STRIKE!
To mark the anniversary of the infamous 1913 Dublin Lockout, the NSF, as part of the Cork Film Festival, presents STRIKE! Curated by artist Anthony Haughey, STRIKE! will explore a wide range of filmic responses to industrial unrest and workers resistance movements internationally. Main features on the big screen are Sergei Eisenstein’s, The Strike (1925) on Thursday 14th and Allan Sekula’s The Forgotten Space (2010) on Friday 15th.
Tickets will be available on the door and from the Cork Film Festival box office.
The Strike (1925) • Thursday 14/11/13 7.30p.m.
Director: Sergey Eisenstein
Duration: 94 minutes
A worker commits suicide following an accusation that he stole a micrometer. Directed by the strike committee, The dead man’s co-workers go on strike to demand more pay and better working conditions. To provoke the workers, the management employs local hooligans to destabilise the workers’ solidarity. The owners disregard the demands of the workers and the workers begin to endure the hardships of life without any work and little food. The film climaxes with the owners sending in military troops to exterminate the workers.

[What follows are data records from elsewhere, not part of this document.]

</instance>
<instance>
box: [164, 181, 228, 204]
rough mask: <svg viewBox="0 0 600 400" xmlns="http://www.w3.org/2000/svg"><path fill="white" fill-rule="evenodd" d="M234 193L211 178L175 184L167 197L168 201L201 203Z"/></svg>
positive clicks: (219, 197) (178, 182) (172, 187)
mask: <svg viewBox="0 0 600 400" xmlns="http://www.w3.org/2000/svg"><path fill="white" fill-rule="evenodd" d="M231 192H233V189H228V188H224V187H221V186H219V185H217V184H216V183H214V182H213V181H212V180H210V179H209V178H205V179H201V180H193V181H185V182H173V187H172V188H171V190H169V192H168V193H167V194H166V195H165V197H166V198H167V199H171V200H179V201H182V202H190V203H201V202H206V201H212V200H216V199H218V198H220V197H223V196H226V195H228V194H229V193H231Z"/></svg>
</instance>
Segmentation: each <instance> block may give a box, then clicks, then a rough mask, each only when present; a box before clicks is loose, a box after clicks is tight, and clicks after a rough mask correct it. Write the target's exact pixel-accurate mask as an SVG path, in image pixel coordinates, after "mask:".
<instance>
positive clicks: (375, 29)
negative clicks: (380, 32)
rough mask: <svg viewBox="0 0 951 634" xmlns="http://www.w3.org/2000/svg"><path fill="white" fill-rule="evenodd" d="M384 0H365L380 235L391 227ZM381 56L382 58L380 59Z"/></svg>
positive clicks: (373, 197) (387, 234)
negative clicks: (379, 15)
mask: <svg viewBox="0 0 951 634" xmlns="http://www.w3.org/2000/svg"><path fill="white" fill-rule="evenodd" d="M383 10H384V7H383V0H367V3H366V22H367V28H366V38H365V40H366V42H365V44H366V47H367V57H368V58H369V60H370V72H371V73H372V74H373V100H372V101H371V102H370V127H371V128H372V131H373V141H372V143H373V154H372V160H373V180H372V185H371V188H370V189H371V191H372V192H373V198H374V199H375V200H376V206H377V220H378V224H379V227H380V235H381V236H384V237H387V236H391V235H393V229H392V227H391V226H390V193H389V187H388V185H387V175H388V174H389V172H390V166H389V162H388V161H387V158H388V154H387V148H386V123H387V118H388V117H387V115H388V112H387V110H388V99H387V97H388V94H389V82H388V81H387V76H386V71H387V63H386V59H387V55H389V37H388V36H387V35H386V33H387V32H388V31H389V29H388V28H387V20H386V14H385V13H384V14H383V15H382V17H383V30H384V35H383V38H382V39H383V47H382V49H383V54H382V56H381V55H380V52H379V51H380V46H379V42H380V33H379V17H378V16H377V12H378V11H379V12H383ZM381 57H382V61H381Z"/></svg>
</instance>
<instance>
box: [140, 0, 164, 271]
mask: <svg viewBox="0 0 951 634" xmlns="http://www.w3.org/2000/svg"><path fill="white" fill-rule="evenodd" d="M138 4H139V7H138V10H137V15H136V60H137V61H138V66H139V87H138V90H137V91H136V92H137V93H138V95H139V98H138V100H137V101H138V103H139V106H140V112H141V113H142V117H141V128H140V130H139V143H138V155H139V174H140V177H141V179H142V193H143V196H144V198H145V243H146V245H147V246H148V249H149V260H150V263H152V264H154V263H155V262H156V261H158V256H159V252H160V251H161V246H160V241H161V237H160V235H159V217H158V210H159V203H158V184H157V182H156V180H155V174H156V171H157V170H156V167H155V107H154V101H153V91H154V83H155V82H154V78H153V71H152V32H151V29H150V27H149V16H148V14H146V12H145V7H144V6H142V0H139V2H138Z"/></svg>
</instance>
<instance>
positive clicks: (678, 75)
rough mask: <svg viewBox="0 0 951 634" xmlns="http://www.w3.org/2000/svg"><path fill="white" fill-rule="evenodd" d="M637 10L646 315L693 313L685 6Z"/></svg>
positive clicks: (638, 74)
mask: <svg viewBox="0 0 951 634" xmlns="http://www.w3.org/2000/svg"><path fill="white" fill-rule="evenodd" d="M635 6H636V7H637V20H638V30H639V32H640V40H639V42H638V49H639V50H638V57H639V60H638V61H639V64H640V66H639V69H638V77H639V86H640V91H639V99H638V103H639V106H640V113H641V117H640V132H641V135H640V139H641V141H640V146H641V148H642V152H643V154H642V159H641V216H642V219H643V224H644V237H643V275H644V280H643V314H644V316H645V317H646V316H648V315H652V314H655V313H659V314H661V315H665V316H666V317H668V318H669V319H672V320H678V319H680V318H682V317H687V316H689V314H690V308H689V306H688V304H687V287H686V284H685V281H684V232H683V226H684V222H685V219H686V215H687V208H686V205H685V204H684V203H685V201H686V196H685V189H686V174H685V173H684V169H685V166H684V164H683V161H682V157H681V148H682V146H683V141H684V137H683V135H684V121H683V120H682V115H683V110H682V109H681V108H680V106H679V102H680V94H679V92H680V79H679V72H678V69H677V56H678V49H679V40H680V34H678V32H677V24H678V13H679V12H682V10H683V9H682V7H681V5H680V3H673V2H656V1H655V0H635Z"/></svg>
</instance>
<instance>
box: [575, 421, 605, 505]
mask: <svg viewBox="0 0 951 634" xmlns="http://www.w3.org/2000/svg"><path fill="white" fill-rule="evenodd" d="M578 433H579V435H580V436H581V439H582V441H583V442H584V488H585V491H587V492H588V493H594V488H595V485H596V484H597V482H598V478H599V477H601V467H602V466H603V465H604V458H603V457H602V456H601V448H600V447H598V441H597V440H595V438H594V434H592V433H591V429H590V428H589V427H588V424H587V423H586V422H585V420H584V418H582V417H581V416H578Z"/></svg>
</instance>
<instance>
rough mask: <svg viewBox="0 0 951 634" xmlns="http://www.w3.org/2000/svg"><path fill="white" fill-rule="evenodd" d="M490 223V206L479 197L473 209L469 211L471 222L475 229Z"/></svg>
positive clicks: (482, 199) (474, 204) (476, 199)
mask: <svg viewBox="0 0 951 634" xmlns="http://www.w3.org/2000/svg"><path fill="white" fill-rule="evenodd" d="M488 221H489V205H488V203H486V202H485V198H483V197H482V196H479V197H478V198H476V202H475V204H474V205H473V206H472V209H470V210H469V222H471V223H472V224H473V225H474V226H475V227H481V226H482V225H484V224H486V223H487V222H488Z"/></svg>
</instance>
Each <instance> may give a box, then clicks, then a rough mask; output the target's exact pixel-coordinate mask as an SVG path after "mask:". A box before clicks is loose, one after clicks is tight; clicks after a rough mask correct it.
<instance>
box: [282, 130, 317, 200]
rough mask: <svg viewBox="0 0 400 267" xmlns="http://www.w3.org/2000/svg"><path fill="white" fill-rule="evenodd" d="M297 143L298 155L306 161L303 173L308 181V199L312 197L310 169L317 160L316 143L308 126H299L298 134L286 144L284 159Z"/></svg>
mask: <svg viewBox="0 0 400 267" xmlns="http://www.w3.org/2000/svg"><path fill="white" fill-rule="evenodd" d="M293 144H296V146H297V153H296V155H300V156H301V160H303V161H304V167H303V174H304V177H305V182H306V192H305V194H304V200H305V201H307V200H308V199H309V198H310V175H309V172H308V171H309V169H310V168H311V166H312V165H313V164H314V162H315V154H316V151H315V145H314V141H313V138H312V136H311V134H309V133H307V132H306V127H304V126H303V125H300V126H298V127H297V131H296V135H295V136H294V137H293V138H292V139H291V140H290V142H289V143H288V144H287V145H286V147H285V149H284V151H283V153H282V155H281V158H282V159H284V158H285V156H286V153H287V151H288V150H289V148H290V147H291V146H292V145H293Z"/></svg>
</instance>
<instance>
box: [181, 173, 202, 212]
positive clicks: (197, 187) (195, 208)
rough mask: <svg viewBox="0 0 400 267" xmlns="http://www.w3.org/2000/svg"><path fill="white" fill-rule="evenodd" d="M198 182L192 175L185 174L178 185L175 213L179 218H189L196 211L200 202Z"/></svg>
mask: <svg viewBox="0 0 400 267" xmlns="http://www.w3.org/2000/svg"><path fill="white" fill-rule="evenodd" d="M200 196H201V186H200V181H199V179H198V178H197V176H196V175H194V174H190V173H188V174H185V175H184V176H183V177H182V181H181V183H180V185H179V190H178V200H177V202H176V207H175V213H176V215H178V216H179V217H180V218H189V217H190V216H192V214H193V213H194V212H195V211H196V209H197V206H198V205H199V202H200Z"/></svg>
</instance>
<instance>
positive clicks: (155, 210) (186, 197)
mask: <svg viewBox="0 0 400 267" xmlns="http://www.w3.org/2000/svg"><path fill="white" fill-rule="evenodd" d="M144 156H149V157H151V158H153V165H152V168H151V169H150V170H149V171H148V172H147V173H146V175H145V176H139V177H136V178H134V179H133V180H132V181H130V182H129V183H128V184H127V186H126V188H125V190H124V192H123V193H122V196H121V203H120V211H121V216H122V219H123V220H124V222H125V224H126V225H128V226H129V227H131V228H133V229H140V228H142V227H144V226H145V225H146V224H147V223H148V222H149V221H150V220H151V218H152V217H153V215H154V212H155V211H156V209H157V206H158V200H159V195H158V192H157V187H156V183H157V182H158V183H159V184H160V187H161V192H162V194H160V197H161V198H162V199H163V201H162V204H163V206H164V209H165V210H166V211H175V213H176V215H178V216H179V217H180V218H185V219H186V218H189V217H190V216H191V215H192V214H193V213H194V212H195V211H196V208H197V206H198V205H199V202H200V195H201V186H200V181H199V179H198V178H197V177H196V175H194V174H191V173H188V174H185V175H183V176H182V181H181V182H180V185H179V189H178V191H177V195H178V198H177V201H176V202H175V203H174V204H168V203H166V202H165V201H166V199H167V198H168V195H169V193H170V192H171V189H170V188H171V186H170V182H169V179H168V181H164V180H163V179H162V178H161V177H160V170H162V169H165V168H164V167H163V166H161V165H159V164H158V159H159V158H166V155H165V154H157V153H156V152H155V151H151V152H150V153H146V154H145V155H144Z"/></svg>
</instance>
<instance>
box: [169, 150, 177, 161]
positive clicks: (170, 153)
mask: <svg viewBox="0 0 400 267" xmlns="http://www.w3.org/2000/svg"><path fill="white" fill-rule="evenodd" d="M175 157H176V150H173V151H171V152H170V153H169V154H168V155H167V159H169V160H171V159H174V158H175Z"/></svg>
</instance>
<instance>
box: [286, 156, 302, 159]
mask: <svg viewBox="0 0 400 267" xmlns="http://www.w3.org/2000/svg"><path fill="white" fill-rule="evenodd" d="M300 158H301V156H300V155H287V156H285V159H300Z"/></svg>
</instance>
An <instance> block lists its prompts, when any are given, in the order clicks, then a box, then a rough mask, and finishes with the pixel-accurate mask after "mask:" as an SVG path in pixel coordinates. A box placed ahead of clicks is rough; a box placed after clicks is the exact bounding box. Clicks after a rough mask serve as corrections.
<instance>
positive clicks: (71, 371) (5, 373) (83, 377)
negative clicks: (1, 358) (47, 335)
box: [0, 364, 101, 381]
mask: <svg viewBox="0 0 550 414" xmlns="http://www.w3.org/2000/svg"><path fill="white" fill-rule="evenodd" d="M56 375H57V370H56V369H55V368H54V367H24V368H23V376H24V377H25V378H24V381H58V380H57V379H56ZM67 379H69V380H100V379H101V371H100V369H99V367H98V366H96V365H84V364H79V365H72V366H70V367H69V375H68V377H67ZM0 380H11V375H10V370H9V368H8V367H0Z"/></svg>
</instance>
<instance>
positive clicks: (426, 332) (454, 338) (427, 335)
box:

The Strike is Eisenstein’s first full-length feature. Eisenstein believed strongly in dialectical materialism and the potential of his films to encourage transformative action. By foregrounding the collective action of the workers he rejects individualism and the tendency for Hollywood to focus on the individual hero to restore the natural order of things in the midst of chaos. The film is a mix of poetic realism and expressionism. It was also Eisenstein’s first experiments with montage editing, leading to the ground-breaking film Battleship Potemkinwhich was made later the same year.
The Forgotten Space (2010) • Friday 15/11/13 7.30 p.m.
Directors: Allan Sekula and Noel Burch
Duration: 112 minutes
The Forgotten Space is an essayistic, visual documentary about one of the most important processes that affects us today; global trade, as it follows container cargo ships, barges, trains and and trucks, while listening to workers, engineers, planners, politicians, and those marginalised by the global transport system.
A film by the late, great American artist, photographer, filmmaker, theorist and critic, Allan Sekula, whose extensive artistic output centered on the political consequences of commerce and global trade.